Should I stretch before I run or after?
What kind of stretches should I do?
The warm-up moves we do, that’s not really stretching, is it?
There’s a lot of information floating around about stretching. The latest research supports that dynamic stretches (controlled movement through a range of motion) before a workout, and static stretches (holding a muscle in an elongated position) after a workout are the best practices.

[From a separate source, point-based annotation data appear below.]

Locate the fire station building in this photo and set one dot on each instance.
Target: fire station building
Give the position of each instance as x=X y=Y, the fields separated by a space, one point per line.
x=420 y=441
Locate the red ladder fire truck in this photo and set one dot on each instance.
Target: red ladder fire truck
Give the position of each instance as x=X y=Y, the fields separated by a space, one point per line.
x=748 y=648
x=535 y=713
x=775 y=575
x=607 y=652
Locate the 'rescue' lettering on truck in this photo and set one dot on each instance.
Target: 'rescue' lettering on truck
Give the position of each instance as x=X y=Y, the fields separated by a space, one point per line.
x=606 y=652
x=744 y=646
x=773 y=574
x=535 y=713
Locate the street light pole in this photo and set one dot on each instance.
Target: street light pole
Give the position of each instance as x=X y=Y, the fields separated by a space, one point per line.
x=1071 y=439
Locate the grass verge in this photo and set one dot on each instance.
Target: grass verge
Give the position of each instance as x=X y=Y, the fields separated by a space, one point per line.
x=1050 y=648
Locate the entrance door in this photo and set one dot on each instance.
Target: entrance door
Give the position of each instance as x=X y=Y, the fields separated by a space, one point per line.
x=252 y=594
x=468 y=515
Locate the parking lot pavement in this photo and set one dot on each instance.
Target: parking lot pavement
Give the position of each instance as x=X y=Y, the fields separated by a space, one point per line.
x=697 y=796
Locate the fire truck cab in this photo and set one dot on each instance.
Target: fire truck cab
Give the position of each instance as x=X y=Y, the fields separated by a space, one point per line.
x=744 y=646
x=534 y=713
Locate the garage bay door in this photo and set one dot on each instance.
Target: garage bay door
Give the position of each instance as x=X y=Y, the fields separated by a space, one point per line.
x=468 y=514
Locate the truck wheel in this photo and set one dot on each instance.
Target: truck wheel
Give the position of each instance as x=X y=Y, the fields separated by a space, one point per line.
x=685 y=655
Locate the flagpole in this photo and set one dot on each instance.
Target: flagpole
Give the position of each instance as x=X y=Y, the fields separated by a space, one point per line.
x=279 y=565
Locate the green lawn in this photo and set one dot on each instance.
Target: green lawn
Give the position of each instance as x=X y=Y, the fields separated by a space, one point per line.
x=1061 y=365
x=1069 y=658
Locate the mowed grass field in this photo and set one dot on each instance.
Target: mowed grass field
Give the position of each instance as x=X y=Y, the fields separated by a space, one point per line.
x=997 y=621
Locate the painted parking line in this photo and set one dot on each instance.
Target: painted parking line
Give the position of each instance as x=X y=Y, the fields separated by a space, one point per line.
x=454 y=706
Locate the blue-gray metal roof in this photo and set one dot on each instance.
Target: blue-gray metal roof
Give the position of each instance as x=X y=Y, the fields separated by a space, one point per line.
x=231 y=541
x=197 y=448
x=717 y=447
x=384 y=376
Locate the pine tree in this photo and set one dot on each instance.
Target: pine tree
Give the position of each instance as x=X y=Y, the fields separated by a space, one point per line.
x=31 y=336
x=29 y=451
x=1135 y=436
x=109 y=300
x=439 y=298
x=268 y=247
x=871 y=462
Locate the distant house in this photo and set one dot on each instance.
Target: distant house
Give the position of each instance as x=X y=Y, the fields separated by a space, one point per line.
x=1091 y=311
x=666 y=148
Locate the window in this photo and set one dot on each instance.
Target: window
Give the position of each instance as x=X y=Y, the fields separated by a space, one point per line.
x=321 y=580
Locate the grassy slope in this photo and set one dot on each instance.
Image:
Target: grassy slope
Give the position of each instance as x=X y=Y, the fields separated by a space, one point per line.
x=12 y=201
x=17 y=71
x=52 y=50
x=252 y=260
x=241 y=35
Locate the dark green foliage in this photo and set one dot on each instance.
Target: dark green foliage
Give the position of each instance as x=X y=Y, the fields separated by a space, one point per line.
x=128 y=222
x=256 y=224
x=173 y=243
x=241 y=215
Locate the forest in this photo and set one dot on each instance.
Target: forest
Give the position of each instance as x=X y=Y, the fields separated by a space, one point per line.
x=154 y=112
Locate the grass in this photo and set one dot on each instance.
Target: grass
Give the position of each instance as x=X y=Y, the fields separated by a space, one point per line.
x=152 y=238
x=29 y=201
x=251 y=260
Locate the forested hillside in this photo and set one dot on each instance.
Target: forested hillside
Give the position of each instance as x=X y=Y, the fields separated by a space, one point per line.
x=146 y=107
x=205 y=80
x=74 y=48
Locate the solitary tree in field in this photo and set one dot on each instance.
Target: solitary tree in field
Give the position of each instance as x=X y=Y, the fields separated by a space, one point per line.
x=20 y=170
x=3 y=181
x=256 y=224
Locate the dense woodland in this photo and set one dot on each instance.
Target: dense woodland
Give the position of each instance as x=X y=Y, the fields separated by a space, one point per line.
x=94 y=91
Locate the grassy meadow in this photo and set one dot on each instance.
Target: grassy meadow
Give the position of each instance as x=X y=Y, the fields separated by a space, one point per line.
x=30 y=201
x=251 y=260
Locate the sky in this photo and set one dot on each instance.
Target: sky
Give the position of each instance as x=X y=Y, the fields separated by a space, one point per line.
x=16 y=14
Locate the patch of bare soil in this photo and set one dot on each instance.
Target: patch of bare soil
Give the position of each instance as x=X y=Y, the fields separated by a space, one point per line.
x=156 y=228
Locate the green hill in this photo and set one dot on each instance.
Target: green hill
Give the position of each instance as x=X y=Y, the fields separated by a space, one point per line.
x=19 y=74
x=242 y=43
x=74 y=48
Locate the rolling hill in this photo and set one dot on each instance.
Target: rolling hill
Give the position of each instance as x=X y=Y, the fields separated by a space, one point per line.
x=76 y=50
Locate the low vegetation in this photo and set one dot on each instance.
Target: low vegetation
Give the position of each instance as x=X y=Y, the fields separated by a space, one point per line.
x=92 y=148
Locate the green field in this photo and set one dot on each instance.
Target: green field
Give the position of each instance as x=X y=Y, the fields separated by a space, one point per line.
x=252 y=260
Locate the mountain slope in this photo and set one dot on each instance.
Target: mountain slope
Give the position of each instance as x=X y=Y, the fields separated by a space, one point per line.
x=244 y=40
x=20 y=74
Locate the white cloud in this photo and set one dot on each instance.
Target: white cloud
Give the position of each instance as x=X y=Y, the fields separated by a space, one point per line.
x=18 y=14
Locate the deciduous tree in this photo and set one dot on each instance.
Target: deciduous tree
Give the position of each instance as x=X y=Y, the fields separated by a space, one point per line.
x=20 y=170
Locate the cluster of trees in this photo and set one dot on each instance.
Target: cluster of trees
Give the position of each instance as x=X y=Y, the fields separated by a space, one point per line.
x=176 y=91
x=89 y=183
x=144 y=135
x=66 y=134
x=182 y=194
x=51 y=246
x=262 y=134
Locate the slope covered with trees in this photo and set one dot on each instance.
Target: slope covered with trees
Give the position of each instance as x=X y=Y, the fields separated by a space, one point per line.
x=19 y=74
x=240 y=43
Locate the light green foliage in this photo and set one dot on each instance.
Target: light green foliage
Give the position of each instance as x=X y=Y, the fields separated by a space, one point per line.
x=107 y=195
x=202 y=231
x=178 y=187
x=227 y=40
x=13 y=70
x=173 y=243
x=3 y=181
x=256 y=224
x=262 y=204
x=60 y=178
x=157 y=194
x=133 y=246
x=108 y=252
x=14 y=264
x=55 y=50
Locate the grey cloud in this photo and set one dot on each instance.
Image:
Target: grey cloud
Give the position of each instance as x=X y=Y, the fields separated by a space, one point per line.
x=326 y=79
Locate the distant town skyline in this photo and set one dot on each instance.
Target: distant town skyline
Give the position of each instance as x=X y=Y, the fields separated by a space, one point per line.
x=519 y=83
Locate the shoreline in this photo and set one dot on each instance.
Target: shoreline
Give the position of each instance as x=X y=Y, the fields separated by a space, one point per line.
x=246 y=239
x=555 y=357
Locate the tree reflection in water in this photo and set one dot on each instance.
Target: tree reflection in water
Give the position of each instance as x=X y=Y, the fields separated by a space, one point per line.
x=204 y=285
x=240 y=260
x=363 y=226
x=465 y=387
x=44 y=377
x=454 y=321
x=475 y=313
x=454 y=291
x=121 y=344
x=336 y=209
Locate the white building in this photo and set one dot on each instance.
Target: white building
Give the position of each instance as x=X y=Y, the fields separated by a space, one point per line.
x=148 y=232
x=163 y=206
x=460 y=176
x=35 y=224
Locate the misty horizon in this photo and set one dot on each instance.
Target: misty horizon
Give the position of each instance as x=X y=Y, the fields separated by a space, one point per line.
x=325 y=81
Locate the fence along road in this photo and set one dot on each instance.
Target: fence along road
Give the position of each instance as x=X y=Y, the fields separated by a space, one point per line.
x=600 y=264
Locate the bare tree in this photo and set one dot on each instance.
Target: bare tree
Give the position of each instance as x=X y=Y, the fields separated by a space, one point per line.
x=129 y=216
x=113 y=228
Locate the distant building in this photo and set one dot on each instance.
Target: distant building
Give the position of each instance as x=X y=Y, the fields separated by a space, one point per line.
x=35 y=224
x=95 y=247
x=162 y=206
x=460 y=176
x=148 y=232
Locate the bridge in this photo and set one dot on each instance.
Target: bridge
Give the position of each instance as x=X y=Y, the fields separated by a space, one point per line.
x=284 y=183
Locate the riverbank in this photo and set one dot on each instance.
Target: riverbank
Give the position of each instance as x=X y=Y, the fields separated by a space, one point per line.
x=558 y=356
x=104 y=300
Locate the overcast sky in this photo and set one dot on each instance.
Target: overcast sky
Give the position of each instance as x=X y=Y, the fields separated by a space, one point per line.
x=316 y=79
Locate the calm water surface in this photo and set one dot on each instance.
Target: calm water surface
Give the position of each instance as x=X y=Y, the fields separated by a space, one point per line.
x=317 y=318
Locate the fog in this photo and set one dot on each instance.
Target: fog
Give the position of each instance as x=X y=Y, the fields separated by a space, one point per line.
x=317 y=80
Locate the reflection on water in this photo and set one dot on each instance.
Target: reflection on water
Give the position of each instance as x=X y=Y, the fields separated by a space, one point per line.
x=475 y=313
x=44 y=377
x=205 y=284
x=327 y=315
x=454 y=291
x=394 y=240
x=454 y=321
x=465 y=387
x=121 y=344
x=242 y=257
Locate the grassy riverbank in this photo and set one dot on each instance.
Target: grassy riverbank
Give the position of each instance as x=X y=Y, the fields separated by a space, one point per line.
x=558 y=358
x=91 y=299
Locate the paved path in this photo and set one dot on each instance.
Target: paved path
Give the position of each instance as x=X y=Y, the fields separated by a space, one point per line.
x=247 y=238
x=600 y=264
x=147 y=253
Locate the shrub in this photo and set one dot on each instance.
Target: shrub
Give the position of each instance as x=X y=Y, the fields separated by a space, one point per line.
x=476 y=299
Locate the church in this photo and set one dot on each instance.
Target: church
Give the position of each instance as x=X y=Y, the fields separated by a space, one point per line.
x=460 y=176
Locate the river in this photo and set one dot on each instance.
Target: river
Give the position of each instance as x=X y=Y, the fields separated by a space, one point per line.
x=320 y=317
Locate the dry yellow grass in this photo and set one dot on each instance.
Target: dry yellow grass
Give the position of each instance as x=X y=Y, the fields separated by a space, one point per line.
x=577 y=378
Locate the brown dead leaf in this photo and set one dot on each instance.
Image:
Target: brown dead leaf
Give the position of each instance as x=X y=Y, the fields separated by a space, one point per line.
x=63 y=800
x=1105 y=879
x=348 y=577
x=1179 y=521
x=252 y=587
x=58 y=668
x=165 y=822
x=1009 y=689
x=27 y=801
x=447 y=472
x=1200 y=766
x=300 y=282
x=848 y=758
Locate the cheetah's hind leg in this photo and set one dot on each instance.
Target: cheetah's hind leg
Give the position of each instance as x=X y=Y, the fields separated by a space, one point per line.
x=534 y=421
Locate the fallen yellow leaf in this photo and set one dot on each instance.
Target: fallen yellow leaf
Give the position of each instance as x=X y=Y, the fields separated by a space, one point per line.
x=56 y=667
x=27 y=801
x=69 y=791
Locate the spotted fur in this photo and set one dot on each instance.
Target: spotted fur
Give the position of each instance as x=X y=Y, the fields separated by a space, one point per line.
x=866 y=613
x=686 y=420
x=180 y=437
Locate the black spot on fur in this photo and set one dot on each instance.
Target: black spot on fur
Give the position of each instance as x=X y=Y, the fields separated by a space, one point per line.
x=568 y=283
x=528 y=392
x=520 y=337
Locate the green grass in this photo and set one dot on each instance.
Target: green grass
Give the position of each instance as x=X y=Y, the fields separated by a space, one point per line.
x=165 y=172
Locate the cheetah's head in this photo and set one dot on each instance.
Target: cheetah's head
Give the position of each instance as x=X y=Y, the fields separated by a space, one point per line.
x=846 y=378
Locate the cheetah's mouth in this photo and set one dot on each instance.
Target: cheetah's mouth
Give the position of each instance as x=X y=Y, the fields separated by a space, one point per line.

Dynamic stretches get blood flowing to the muscles and awaken the neuromuscular pathways. Before doing any kind of stretching it’s good to get your circulation flowing and your body temperature up. You can do this with a brisk walk or light jog or by starting with less intense dynamic movements and gradually increasing intensity. To be most effective, dynamic stretches should be similar to what your workout or sport includes. For runners, cyclists, hikers, skiers, that means walking lunges, side-to-side leg swings, treading feet in downward dog, butt kicks, walking straight leg kicks. For workouts that involve more upper body, that means incorporating arm circles, jumping jacks, push ups against an elevated surface, curls, presses and rows that move the arms and torso, but use little or no additional weight. Dynamic stretches may not seem that much like stretches. You might think of them more as waking your body up, light warm-up exercises or calisthenics.
Static stretching (which is what we usually think of when we say “stretching”) before the muscle is warmed up can lead to injury and can actually weaken the muscle for certain types of contractions. That’s why you don’t want to do them before an activity. But when you’ve finished a workout and your muscles are still warm, static stretching returns muscles to their ideal length. Static stretches are also effective before bed. The basic instruction for static stretching is to hold the muscle in an aligned, lengthened position, just verging on discomfort, for 3-5 deep breaths.
In our cardio and strength-focused fitness world, flexibility sometimes falls off the back. But it’s a major component that seriously enables (or limits) your fitness.